Marjorie continuait d’épier son mari, de plus en plus fascinée, angoissée. Il dominait la tablée, avait parfois dans le regard des lueurs de mépris, de fatigue. D’autres fois, il haussait les épaules avec une indulgence presque royale. Elle eut l’impression fugitive qu’il se prenait pour une sorte de maître, un dieu peut-être qui réglait à volonté le comportement de ses sujets. Et, peu à peu, elle en vint à l’idée qu’il avait souhaité provoquer une sorte de psychodrame mais que, dans un ultime souci de politesse, il avait habilement dévié cette violence sourde qui avait affleuré au début du repas.
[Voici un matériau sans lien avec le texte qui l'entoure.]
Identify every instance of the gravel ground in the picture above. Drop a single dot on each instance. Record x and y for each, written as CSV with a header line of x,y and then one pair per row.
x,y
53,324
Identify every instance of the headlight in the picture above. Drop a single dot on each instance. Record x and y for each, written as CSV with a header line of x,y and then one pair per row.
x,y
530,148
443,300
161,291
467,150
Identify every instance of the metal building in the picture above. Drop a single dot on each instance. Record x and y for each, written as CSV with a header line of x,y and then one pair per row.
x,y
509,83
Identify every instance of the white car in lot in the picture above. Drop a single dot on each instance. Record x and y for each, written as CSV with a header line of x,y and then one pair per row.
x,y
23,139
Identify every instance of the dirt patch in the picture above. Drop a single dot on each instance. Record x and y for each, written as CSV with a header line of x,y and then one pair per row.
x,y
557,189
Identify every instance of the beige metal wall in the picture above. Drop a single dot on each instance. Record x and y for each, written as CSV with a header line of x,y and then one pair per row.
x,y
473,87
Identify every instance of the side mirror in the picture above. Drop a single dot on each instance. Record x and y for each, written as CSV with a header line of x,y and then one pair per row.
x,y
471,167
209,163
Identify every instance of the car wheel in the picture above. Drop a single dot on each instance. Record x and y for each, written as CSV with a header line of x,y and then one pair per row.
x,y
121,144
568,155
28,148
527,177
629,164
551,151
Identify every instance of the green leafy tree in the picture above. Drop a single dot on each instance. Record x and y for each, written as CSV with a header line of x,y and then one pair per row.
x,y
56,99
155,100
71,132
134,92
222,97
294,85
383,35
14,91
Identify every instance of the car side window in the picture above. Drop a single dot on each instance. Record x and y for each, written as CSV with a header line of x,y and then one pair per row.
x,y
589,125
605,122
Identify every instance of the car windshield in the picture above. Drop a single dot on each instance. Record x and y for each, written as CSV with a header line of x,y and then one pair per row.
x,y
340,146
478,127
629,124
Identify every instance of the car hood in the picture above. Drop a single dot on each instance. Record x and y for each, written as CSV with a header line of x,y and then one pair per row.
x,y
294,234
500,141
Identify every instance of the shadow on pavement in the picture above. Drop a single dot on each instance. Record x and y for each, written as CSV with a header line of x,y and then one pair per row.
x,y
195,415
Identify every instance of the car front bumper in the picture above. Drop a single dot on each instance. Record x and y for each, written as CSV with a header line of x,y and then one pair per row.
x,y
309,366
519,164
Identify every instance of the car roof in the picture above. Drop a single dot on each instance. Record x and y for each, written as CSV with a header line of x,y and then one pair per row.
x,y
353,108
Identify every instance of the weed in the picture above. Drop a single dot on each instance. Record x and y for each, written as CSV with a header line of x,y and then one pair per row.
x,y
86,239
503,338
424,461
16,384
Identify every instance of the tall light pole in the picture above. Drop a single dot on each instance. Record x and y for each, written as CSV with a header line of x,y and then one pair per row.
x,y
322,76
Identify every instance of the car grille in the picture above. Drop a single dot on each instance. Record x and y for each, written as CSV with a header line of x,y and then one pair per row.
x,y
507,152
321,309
— Il faudra que je vous parle… Un jour…
Une nouvelle fois s’élevait, comme une incantation, le murmure de Michel.
— Est-ce bien nécessaire ? fit-elle la bouche à peine entrouverte et la dissimulant en outre derrière sa flûte qu’elle n’avait laissé remplir que deux fois.
— Je vous en prie, il le faudra absolument.
CHAPITRE VII
Elle se réveilla parfaitement lucide et en excellente forme. N’eût été cette inquiétude continue de savoir cet inconnu tapi dans l’immensité de l’immeuble, elle aurait apprécié la nouvelle journée qui s’annonçait belle, avec autant de joie qu’autrefois. Alexis dormait d’un sommeil très lourd. Dans la nuit, il avait beaucoup transpiré, s’était débarrassé des couvertures. Craignant qu’il ne prît froid, elle l’avait recouvert et il avait balbutié des sortes d’injures.
Rapidement, elle s’habilla, bien décidée à aller acheter des croissants. C’était nécessaire à l’harmonie de son dimanche et elle ne voulait rien changer à ses habitudes malgré les menaces sournoises qui la guettaient.
En revenant de chez le boulanger, elle reconnut la silhouette sèche qui se trouvait à cent mètres d’elle. Il n’y avait que Mme Rafaël pour avoir cette allure-là et ce strict deux-pièces pantalon-veste de couleur bleu clair. Elle hâta le pas, espérant la rattraper avant qu’elle ne pénètre dans l’ascenseur. Mme Rafaël et son mari habitaient Toulouse et venaient deux ou trois fois dans l’hiver mais généralement vers Pâques et la Pentecôte. Lui était à la tête d’une maison de contentieux et elle l’aidait. C’étaient des gens courtois, cultivés, mais très soucieux de préserver leur intimité. Les Rafaël leur confiaient habituellement leur clé pour ouvrir les fenêtres et vérifier si l’entretien était bien effectué. Marjorie avait un peu d’inquiétude car depuis quinze jours elle n’avait pas pénétré dans leur appartement, mais en principe tout devait être en ordre.